The American persimmon (Diospyros virginiana) is an attractive native tree that requires very little maintenance when planted in appropriate sites. It’s not grown commercially as much as the Asian persimmon, but this native tree produces fruit with a richer taste. If you enjoy persimmon fruit, you may want to consider growing American persimmons. Read on for American persimmon tree facts and tips to get you started.
American Persimmon Tree Facts
American persimmon trees, also called common persimmon trees, are easy to grow, moderate-sized trees that reach about 20 feet (6 m.) tall in the wild. They can be grown in many regions and are hardy to U.S. Department of Agriculture plant hardiness zone 5.
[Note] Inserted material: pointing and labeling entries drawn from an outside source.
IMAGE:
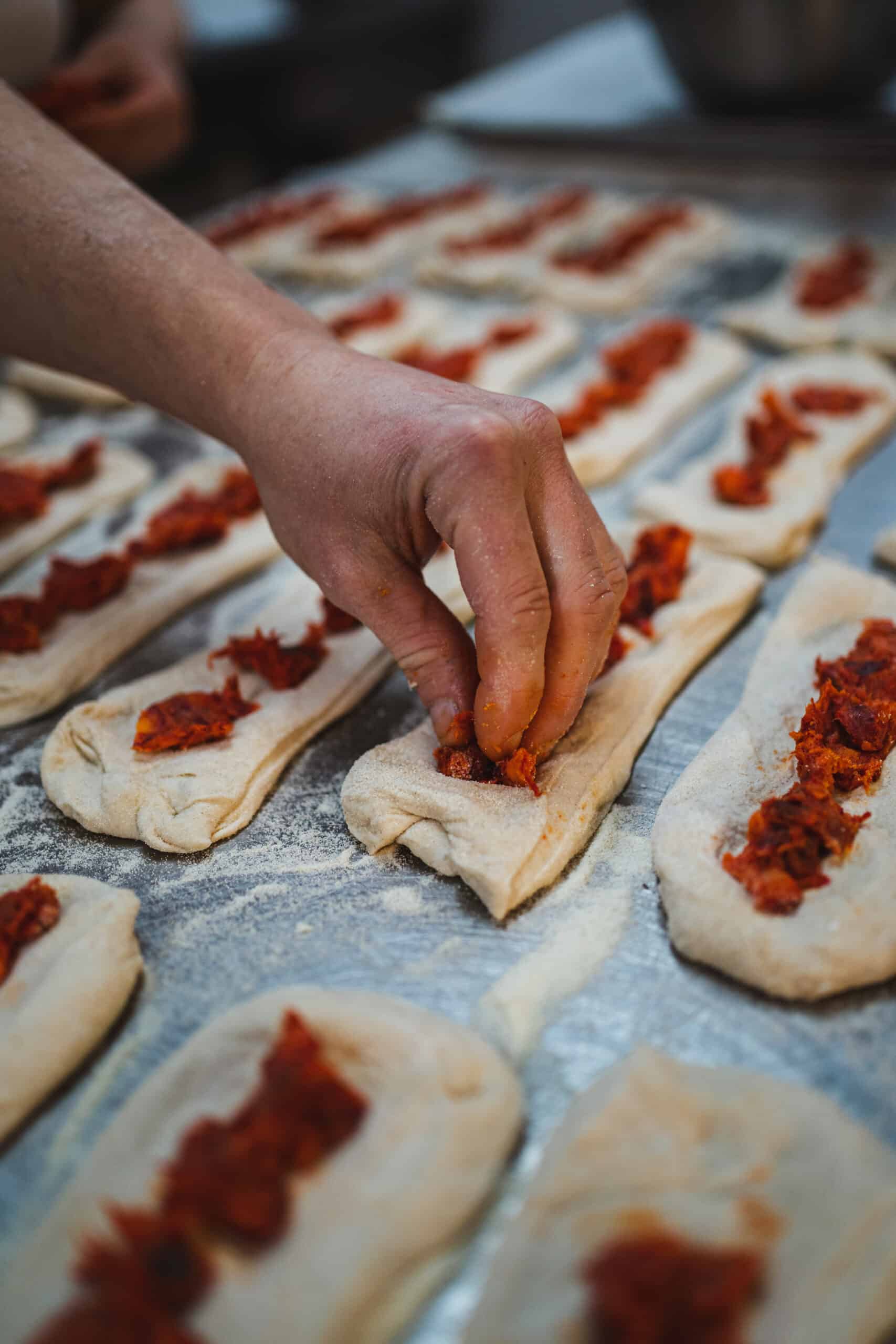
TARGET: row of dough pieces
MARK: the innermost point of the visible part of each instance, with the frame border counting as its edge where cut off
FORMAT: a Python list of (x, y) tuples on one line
[(723, 1158)]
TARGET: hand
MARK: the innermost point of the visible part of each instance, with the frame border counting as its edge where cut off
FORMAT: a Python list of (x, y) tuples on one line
[(123, 99), (363, 466)]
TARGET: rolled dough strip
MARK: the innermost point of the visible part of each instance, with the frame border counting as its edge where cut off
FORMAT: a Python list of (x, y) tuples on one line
[(188, 800), (625, 435), (121, 474), (649, 272), (83, 644), (505, 843), (805, 486), (376, 1227), (65, 990), (842, 934), (722, 1158)]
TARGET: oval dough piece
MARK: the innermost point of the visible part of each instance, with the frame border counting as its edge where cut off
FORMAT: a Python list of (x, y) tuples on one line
[(65, 990), (722, 1156), (374, 1230), (842, 934)]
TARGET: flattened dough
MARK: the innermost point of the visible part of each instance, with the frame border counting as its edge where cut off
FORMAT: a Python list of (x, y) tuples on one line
[(376, 1227), (505, 843), (650, 270), (65, 990), (82, 644), (121, 474), (188, 800), (625, 435), (722, 1156), (804, 487), (842, 934)]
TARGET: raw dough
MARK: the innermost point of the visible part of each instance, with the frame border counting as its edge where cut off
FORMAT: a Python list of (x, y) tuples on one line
[(50, 382), (842, 934), (775, 318), (505, 843), (597, 455), (726, 1158), (376, 1227), (804, 487), (652, 270), (121, 474), (65, 990), (188, 800), (83, 644)]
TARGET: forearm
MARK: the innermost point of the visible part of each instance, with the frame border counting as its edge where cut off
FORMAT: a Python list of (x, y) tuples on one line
[(101, 281)]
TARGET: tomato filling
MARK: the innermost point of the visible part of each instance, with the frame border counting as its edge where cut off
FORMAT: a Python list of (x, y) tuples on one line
[(229, 1183), (837, 280), (632, 365), (841, 743), (26, 915), (626, 241), (662, 1289)]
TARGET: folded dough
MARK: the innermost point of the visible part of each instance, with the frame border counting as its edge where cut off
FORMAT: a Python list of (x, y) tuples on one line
[(805, 486), (85, 643), (721, 1156), (376, 1227), (65, 990), (842, 934), (504, 842), (188, 800), (121, 474)]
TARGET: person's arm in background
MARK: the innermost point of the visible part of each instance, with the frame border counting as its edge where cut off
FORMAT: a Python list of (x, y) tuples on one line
[(124, 94), (362, 464)]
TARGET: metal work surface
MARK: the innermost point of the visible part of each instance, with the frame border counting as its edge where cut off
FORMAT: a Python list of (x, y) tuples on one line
[(293, 898)]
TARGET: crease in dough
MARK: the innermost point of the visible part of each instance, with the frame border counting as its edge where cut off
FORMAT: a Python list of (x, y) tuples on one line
[(842, 934), (804, 487), (444, 1115), (722, 1156), (184, 802), (505, 843)]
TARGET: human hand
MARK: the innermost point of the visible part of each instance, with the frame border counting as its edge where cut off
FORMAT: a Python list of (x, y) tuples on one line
[(363, 466)]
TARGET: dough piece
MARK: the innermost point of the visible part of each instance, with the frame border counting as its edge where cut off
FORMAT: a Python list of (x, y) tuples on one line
[(69, 387), (376, 1227), (649, 272), (421, 315), (599, 454), (504, 842), (65, 990), (805, 486), (774, 315), (121, 474), (719, 1156), (516, 265), (18, 418), (188, 800), (842, 934), (82, 644)]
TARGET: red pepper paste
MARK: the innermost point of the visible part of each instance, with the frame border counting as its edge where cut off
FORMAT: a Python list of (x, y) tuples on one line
[(632, 365), (837, 280), (524, 227), (772, 433), (356, 230), (846, 736), (468, 761), (229, 1183), (191, 718), (626, 241), (376, 312), (659, 1288), (460, 363), (26, 915), (275, 213)]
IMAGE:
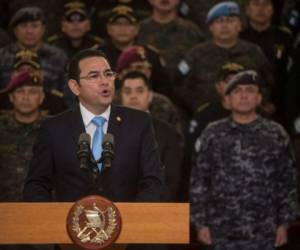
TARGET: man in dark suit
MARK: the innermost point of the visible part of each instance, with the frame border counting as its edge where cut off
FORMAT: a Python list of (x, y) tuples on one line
[(136, 93), (135, 174)]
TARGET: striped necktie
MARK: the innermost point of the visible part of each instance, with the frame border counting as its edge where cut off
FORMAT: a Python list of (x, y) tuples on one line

One of the uses for American persimmons is as ornamental trees, given their colorful fruit and intensely green, leathery leaves that turn purple in the fall. However, most American persimmon cultivation is for the fruit.
The persimmons you see in grocery stores are usually Asian persimmons. American persimmon tree facts tell you that the fruit from the native tree is smaller than Asian persimmons, only 2 inches (5 cm.) in diameter. The fruit, also called persimmon, has a bitter, astringent flavor before it ripens. Ripe fruit is a golden orange or red color, and very sweet.
You can find a hundred uses for the persimmon fruit, including eating them right off the trees. The pulp makes good persimmon baked products, or it can be dried.
American Persimmon Cultivation
If you want to start growing American persimmons, you need to know that the species tree is dioecious. That means that a tree produces either male or female flowers, and you’ll need another variety in the area to get the tree to fruit.
However, several cultivars of American persimmon trees are self-fruitful. That means that one lone tree can produce fruit, and the fruits are seedless. One self-fruitful cultivar to try is ‘Meader.’
To succeed in growing American persimmon trees for fruit, you’ll do best to select a site with well-draining soil. These trees thrive on loamy, moist soil in an area that gets ample sun. The trees do tolerate poor soil, however, and even hot, dry soil.